To get the rate of climb, I have divided the total ascent by half the distance of the race (on the basis that most races have a similar amount of ascent and descent), expressed as a percentage. So if the race has a 5% rate of climb, you will on average be going up a 1 in 20 hill for half the distance, and down a 1 in 20 for the other half. The races I've chosen are a purely personal selection, comprising many that I've done or attempted, and some I might have a go at one day.
Now as I've said before, how difficult an event is to finish depends on a lot more than just its length and steepness - ground underfoot, difficulty of navigation, likely weather conditions and particularly the time constraints imposed by the organiser all play a part.
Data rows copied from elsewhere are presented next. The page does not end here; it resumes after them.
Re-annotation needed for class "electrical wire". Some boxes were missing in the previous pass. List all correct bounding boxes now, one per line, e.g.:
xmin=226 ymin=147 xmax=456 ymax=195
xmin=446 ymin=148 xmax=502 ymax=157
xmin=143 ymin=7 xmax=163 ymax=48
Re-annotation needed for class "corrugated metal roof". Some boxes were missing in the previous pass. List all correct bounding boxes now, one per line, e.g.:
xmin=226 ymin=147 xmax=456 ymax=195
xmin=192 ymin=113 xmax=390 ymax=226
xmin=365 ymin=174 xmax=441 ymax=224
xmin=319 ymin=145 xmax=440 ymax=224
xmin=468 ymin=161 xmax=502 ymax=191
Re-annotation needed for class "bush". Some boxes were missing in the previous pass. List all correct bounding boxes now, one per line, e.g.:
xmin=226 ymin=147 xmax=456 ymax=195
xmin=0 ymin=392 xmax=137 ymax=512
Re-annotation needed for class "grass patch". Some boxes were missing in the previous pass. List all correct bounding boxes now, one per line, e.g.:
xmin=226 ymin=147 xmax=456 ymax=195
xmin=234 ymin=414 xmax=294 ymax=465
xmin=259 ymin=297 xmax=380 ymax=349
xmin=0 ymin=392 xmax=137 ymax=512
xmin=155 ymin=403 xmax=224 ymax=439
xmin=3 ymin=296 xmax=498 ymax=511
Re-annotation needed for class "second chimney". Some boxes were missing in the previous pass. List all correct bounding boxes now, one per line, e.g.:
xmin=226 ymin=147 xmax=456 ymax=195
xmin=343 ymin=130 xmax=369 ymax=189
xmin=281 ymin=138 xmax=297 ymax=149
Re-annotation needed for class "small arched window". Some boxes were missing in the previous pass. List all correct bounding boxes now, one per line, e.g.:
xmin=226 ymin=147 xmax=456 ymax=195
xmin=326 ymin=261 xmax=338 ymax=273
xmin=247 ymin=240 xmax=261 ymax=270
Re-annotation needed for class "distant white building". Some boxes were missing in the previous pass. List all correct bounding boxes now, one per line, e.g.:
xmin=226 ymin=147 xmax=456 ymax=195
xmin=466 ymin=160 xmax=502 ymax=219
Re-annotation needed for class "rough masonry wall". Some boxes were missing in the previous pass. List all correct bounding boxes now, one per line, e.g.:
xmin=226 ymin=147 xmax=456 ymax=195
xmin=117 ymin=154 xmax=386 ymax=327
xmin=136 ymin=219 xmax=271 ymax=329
But if you want to compare the simple physical characteristics of the undertaking, then I think the table below can give some pointers.
Race Length (miles) Total Climb (ft) Rate of climb (%)
The Spine 268 37000 5
Tor des Geants 206 78700 14
PTL 187 91800 19
Dragon's Back 182 51400 11
Ring of Fire 135 12000 3
Hardmoors 110 110 16700 6
UTMB 105 31500 11
Lakeland 100 105 22500 8
Spine Challenger 105 16400 6
West Highland Way 95 13300 5
TDS 74 23800 12
UT Lakes 110k 69 10800 6
Bob Graham Round 66 27000 15
CCC 63 20000 12
Hardmoors 60 62 10300 6
10 Peaks Brecons 56 15700 11
Hardmoors 55 53 6400 5
Highland Fling 53 5900 4
Lakes in a Day 50 13000 10
Lakes 3x3000 50 13000 10
Lakeland 50 50 9700 7
10 Peaks Lakes 46 16400 13
Grand Tour of Skiddaw 44 7700 7
White Rose Ultra (30) 30 4700 6
I'm sure there will be one or two distances or heights that people may not agree with, but I've tried to get the figures from the best available sources (since last year the UTMB list has required a GPS trace, so I'm assuming these are pretty good for those events represented there - it's clear that before that a number of races claimed rather inflated figures for total ascent), but anyway they are accurate enough for some sort of comparison.
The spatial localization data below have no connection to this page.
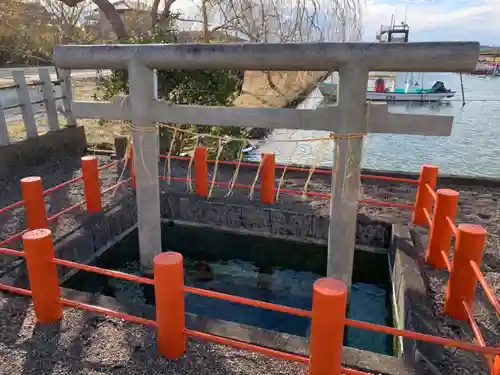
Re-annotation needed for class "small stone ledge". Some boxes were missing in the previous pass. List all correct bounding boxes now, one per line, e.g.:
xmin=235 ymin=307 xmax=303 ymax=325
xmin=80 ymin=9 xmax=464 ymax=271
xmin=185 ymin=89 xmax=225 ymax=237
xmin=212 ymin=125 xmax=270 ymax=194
xmin=59 ymin=286 xmax=426 ymax=375
xmin=390 ymin=224 xmax=444 ymax=375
What's interesting is that with some knowledge of how the races above actually pan out on the ground, you can see that there are some clear break points where the game changes for the average runner. Events with up to around a 5% rate of climb are runnable pretty well all the way (if you're fit enough for the distance of course!) Events like the Highland Fling, the West Highland Way and the Ring of Fire are running races. Forget about The Spine because of the conditions - the Pennine Way in summer with a light rucksack is runnable ground.
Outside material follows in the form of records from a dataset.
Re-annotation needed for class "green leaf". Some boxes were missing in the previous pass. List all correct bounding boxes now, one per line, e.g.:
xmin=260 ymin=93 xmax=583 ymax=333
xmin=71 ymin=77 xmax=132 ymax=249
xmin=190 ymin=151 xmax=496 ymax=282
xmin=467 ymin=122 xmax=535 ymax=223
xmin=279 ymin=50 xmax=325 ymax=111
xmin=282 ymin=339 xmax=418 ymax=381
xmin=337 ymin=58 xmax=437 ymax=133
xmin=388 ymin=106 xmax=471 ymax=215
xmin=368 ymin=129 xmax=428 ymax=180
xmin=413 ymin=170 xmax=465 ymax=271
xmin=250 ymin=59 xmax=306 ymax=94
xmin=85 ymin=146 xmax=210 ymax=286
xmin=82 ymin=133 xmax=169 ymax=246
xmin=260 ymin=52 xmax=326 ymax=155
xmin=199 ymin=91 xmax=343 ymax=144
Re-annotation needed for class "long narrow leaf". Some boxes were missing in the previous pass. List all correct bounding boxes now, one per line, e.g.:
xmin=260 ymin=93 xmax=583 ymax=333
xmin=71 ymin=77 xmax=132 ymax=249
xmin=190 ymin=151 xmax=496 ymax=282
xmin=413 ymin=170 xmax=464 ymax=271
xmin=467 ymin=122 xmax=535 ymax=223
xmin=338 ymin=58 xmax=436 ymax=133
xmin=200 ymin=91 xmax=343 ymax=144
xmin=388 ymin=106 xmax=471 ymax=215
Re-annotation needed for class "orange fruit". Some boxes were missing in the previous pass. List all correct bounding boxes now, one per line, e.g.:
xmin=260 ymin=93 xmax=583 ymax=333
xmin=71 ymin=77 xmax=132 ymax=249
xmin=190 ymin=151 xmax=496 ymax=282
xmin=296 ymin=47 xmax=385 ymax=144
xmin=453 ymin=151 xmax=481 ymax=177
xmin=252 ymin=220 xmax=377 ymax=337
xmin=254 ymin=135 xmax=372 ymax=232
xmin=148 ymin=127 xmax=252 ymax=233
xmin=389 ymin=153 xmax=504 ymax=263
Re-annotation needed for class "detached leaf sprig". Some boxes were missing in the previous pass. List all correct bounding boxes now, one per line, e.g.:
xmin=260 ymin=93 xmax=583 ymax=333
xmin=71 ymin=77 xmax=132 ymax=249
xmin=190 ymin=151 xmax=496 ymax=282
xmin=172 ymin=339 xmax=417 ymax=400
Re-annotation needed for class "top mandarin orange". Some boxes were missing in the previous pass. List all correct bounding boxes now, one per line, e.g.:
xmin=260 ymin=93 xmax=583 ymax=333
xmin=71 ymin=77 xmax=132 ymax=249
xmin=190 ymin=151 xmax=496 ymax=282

Once you get into the 5-10% range you're into the races where most people will walk a lot of the uphills, but there will be quite a lot of runnable ground in between. This covers the Lakeland 50/100 events and the Harder bits of the Hardmoors.
Above 10% and you're into seriously steep territory - most will walk all the ups and shamble the downhills, and only the talented will average better than 3 miles an hour.
And just out of interest, the Barclay Marathons? To add to the tree roots, briars and mudslides, a mere 21% rate of climb.